But none of these three pcms is a working internal microphone.




> To record maybe "ffmpg -i /dev/dsp0"



I wasn't able to get ffmpeg to record, but when I set the default pcm to 0 with `sysctl hw.snd.default_unit=0`, then `rec foo.wav` successfully records from the headphone jack. (I plugged in a tablet there and played a podcast on the tablet, sending the audio to the headphone jack.) The resulting recording is more static than actual signal, but the signal is there.

From the table of nids in my previous post, it did seem that pcm0 was the headphone jack, so I'm glad to have confirmed it. But my main focus is getting the internal microphone working.

I scanned my hardware and put the results at https://bsd-hardware.info/?probe=bc229efed9 using `sudo hw-probe -all -upload`. I am not sure how to interpret all of the results, but I don't see anything obviously bad---`hw-probe` claims my sound card is supported.


----------



## TheodoreEhrenborg (Oct 18, 2022)

Also, the video feed from my webcam was working fine before I installed webcamd() today, and it's still working.
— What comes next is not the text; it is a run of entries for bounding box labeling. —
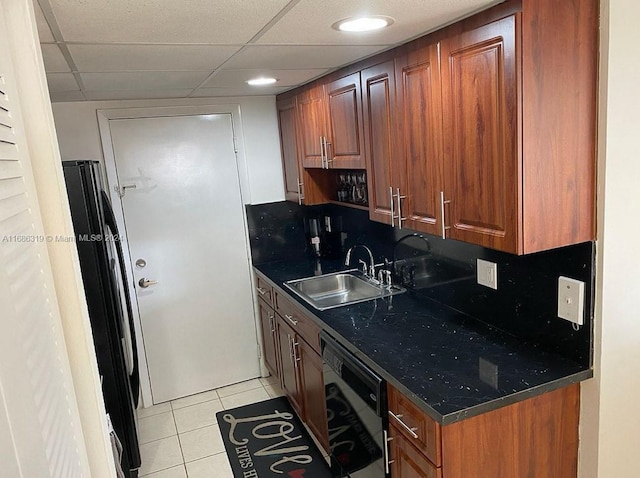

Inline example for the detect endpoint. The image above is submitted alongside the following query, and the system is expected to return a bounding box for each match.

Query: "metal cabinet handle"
[287,334,293,363]
[323,136,333,169]
[291,337,300,368]
[296,176,304,205]
[382,430,395,475]
[138,277,158,289]
[320,136,325,169]
[396,188,407,229]
[389,186,396,227]
[389,410,418,440]
[440,191,451,239]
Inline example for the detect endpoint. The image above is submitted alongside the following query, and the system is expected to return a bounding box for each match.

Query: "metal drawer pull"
[324,136,333,169]
[287,334,293,363]
[389,410,418,440]
[382,430,395,475]
[396,188,407,229]
[320,136,329,169]
[291,339,300,368]
[389,186,396,227]
[440,191,451,239]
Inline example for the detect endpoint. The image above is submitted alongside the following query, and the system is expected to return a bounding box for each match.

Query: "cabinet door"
[325,73,366,169]
[276,98,303,203]
[276,316,304,417]
[360,60,400,224]
[297,340,329,451]
[389,427,442,478]
[442,16,522,252]
[296,85,326,168]
[258,300,280,377]
[396,45,443,234]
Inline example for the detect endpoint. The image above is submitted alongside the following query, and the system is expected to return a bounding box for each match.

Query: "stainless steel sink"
[284,270,405,310]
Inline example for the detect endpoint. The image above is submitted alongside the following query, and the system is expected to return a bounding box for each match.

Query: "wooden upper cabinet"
[442,16,521,252]
[521,0,600,254]
[360,60,400,224]
[297,85,326,168]
[396,44,444,234]
[276,97,304,203]
[325,72,366,169]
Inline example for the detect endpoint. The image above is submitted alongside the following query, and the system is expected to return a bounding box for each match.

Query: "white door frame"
[97,104,262,407]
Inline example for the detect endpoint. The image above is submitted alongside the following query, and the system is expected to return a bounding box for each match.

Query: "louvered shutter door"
[0,19,85,478]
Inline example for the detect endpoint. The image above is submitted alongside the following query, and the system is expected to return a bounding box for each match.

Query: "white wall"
[53,96,284,204]
[580,0,640,478]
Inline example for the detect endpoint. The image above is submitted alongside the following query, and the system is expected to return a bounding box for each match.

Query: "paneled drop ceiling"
[34,0,500,101]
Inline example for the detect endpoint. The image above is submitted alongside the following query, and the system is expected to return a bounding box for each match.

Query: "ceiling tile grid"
[33,0,500,101]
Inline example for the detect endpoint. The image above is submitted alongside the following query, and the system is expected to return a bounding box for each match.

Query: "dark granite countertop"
[254,260,593,425]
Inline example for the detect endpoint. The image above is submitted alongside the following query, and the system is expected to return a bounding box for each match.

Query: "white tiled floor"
[138,377,282,478]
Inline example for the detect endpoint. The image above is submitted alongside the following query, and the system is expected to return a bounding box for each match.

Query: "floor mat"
[216,397,333,478]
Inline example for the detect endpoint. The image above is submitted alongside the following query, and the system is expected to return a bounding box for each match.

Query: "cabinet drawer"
[388,384,441,466]
[255,274,273,306]
[389,426,442,478]
[274,291,320,353]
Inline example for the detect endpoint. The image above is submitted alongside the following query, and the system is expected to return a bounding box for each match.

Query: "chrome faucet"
[344,244,376,279]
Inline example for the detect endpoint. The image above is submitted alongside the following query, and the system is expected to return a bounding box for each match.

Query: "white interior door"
[109,114,259,403]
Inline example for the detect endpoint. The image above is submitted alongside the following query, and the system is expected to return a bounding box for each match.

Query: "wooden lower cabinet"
[389,384,580,478]
[298,340,329,450]
[389,426,442,478]
[258,300,280,377]
[270,314,329,450]
[276,315,304,418]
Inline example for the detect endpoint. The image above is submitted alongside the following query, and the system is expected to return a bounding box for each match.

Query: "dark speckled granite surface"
[255,258,593,424]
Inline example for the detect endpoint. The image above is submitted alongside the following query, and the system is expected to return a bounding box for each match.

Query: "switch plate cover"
[558,276,584,325]
[477,259,498,290]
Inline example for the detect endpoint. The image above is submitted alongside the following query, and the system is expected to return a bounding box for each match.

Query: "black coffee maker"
[304,213,347,259]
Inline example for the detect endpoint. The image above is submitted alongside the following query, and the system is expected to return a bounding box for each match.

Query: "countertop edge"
[252,264,593,426]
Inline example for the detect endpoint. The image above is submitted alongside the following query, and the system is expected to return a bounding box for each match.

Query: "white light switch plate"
[477,259,498,290]
[558,276,584,325]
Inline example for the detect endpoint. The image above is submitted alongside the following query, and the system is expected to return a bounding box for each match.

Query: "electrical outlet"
[477,259,498,290]
[558,276,584,325]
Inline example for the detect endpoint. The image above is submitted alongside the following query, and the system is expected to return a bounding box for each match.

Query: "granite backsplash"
[246,201,595,366]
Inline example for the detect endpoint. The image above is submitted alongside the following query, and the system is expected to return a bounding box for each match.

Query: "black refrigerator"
[62,161,141,477]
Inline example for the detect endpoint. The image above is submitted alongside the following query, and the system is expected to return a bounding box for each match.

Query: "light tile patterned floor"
[138,377,282,478]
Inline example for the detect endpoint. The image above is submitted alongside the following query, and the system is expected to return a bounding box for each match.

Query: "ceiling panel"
[203,69,327,91]
[257,0,499,45]
[224,45,388,69]
[85,89,193,100]
[51,91,86,102]
[33,0,55,42]
[47,73,80,92]
[51,0,288,44]
[42,44,71,73]
[80,71,210,91]
[69,44,241,72]
[192,85,289,97]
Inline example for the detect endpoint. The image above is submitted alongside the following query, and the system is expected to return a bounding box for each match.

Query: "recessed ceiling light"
[331,15,393,32]
[247,77,278,86]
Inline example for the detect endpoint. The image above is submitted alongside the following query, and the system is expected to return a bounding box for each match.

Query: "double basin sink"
[284,269,405,310]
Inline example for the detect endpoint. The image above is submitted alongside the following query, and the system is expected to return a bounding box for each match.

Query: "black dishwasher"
[320,332,389,478]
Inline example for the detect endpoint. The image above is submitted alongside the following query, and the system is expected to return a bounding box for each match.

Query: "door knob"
[138,277,158,289]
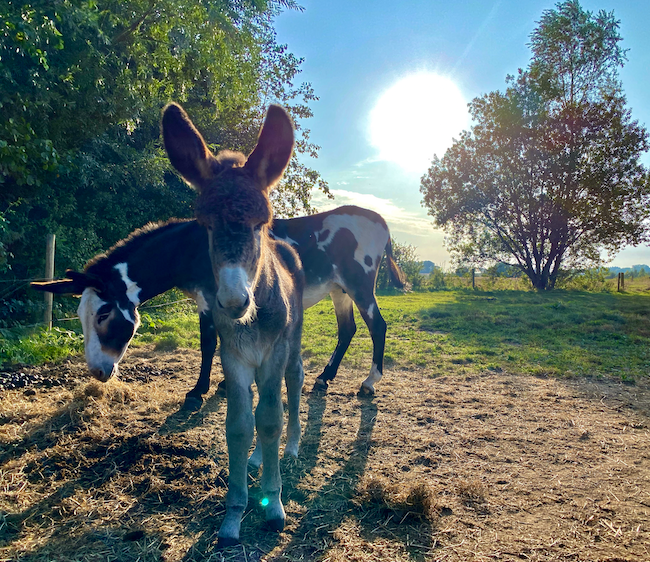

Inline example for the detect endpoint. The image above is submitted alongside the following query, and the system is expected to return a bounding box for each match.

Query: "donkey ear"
[244,105,293,192]
[30,269,92,295]
[161,103,219,189]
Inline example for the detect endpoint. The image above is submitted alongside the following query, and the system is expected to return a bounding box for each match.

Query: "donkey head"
[162,104,293,322]
[32,269,140,382]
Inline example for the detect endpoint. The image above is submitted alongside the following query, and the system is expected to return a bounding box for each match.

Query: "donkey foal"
[162,104,304,546]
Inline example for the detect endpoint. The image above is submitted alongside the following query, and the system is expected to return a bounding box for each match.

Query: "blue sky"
[276,0,650,267]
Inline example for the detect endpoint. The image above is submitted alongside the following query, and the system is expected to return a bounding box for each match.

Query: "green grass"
[303,290,650,381]
[0,289,650,381]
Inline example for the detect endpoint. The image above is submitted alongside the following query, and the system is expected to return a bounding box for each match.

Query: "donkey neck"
[86,220,210,306]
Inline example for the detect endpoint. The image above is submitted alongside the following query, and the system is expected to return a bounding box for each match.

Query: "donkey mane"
[84,218,193,271]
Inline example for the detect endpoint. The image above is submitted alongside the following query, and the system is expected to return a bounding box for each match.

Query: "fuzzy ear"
[161,103,219,189]
[30,269,99,295]
[245,105,293,193]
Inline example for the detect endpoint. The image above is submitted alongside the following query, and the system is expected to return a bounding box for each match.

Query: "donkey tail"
[386,237,406,289]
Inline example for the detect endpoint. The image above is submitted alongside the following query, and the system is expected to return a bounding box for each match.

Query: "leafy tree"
[420,0,650,290]
[377,238,422,289]
[0,0,328,312]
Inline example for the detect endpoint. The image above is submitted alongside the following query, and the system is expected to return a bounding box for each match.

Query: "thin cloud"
[312,189,433,236]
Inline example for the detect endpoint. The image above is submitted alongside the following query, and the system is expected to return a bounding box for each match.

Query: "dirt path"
[0,348,650,562]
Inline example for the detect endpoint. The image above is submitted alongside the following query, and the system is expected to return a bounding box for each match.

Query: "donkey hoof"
[358,385,375,396]
[217,537,239,549]
[313,377,328,392]
[266,519,284,533]
[181,396,203,412]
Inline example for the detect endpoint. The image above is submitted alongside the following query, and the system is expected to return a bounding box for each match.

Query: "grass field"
[0,282,650,381]
[0,289,650,562]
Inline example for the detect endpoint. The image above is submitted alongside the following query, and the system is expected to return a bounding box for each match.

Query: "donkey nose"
[217,294,251,320]
[90,364,117,382]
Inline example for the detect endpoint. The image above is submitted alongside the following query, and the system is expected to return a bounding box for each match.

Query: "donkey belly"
[302,279,334,308]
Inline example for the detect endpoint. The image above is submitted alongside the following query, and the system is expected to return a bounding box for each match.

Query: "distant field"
[0,279,650,381]
[303,290,650,381]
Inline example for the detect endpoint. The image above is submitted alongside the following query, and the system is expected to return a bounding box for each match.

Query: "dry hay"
[0,348,650,562]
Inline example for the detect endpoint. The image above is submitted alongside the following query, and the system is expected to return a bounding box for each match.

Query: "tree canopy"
[0,0,328,302]
[420,0,650,290]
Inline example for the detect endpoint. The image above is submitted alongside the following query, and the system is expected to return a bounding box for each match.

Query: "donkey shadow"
[158,390,226,435]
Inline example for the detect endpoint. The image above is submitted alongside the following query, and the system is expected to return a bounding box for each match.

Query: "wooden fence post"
[43,234,56,330]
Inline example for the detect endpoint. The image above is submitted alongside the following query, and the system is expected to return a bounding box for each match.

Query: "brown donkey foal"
[162,104,304,546]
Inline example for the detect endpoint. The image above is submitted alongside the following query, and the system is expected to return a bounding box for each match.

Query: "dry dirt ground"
[0,348,650,562]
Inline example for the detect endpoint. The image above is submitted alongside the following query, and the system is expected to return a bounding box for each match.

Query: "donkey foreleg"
[314,287,357,388]
[284,352,305,458]
[183,310,217,410]
[255,343,288,531]
[357,298,386,394]
[218,353,255,546]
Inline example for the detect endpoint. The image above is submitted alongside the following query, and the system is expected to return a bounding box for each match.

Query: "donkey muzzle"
[90,363,119,382]
[217,267,251,320]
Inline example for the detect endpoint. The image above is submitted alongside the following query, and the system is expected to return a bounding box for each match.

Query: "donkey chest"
[217,324,273,368]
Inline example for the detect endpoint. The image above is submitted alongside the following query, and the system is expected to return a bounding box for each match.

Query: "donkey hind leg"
[182,310,217,411]
[218,353,255,547]
[357,295,386,394]
[255,342,288,531]
[314,287,357,388]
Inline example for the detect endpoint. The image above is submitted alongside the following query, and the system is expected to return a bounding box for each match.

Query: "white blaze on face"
[194,291,210,314]
[217,266,257,323]
[115,263,142,322]
[77,287,121,375]
[318,215,388,273]
[272,234,300,247]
So no problems there.


----------



## quakerdoomer (Nov 19, 2022)

Hi, I have the same (almost exact) problem since more than a year and I ended up using virtual_oss with external earphones which have a mic. If you want a quick fix then that is one way to go but I am myself fed up of this setting and am ready to try all pins to get my internal mic working.
Your webcam will keep jumping from ugen0.2 and ugen0.3 depending upon your reboot (mine does at least).
If you figure out a solution for your internal mic, please share it here.


----------